In the past year, Phelps Dodge has bought a $120,000 snow cat from Canada, which has tank-like treads and can carry 10,000 pounds of magnesium chloride liquid out onto the pond to be sprayed as a dust-control measure.
The marsh buggy from Louisiana also spreads the weight of its liquid load out so it doesn't sink.
Blue algae pond
The company also is using Sonoran blue algae on the surface of the pond.
The company has built a small algae pond, which operates much like a swimming pool left untreated. Bacteria from groundwater and the air incubate there, with help from an added algae product, and when concentrated enough, the algae are piped into the slurry.
There was concern that the slurry would crush the algae in the pipelines, but they are "hardy critters" and survived the ride to the dam, tailings dam supervisor Glenn Pitts said. At that point the slurry is shot up over the side in plastic hoses and cascades down into the pond.
After less than a year, it appears the algae are helping the tailings in the pond hold their moisture longer and thus produce less dust, based on the darker color of the tailings since the algae experiment began, plant superintendent Terry Nay said.
"If it is successful, this method could be used in construction and other dust-generating industries," Wood said.
On the sides of the pond, the company is trying different ways to vegetate the otherwise sterile tailings, which, if not treated, are gray and erode rapidly with gullies formed by even the slightest rainfall.
The company has contracted with a local rancher to keep a herd of 100 cattle grazing on 1.25 acres on the steep eastern side of the pond.
The herd provides fertilizer in the form of manure to support vegetation. Vegetation also softens the appearance of the pond, which looms over the sunsets in Green Valley.
An approach that appears to be working more rapidly is spreading a compound called Liquid Cow, which includes algae and cow urine and manure, on a half acre of the tailings.
After less than a year, knee-high mesquite bushes and other greenery have appeared and the compound is being applied to another 18 acres, along with grass seed, and after 6 months, clumps of grass have appeared there.

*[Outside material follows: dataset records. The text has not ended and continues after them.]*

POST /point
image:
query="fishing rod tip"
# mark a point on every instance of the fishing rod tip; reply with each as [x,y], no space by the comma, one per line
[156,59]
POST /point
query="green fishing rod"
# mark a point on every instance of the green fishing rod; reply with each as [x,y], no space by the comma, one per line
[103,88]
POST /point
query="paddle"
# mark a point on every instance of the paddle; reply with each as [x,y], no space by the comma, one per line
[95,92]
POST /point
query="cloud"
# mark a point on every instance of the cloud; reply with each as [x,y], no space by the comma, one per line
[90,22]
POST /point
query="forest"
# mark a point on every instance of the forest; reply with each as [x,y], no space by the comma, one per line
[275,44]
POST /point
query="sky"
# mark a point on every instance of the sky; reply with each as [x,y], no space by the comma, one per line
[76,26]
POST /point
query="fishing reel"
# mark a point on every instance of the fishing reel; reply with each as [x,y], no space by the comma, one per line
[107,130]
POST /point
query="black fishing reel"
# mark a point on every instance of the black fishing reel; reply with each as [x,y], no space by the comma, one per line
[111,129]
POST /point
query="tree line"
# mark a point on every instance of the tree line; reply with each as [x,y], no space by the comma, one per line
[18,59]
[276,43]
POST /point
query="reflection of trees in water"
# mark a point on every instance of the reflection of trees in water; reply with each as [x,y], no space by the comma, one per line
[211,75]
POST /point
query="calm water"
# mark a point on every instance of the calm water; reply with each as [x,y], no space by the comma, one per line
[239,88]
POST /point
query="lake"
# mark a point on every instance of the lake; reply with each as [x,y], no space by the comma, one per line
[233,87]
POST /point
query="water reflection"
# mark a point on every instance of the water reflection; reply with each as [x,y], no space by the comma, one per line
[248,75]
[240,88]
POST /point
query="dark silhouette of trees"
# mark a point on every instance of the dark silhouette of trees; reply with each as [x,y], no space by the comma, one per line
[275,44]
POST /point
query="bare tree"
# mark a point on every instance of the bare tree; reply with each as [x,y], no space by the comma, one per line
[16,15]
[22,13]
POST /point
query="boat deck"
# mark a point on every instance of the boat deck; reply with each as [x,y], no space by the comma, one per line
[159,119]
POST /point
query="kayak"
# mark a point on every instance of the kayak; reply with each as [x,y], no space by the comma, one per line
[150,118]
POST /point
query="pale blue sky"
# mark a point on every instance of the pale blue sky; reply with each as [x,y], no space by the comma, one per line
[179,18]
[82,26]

The annual operating costs of the dust control operation has jumped to a budgeted $462,000 for 2004 from $312,000 in 2002, and capital expenses include $500,000 last year for vehicles and other assets, with another $412,000 budgeted for this year.

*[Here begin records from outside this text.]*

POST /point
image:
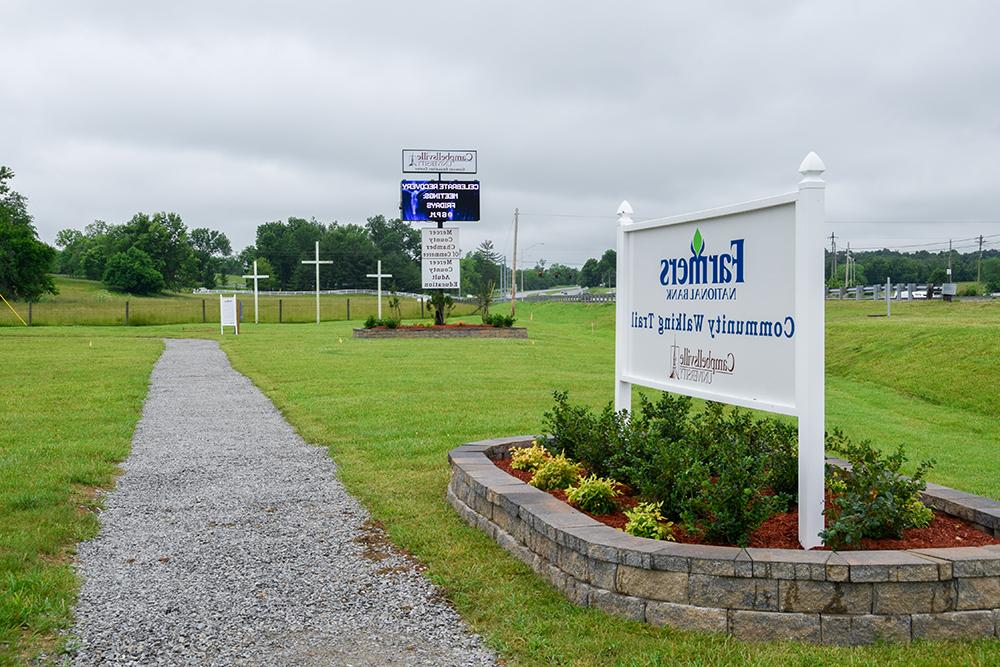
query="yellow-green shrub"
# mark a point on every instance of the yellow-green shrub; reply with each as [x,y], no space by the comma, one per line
[556,473]
[529,458]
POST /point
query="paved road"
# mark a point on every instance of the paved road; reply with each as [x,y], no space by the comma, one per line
[228,540]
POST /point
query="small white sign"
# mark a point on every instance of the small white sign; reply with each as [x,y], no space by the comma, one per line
[228,315]
[417,161]
[440,259]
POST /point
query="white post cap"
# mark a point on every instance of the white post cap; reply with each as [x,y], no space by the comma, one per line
[811,168]
[625,211]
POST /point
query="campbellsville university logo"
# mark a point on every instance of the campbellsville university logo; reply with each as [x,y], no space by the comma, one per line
[699,366]
[438,160]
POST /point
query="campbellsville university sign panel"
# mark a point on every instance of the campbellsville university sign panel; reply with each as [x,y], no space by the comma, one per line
[439,162]
[727,305]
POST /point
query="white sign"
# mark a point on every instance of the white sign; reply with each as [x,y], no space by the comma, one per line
[727,305]
[440,259]
[712,306]
[439,162]
[228,316]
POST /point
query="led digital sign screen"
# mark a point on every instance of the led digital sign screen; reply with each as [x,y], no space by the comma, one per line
[439,201]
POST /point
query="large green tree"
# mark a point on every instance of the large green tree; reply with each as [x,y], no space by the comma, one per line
[24,260]
[133,271]
[210,247]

The 2002 figure did not include an unbudgeted expense of about $200,000 for the crop-duster.
Are the measures working?
"We have seen a decrease in the number of dusty days--upset days--the days when Green Valley calls. We did have one day in 2003 when we exceeded our 40 percent opacity limit and in previous years there have probably been more days like that," said Wood.
"The real test for us is going to be in the monsoon season. That is habitually our problem period. This fall will be our test period," Wood said.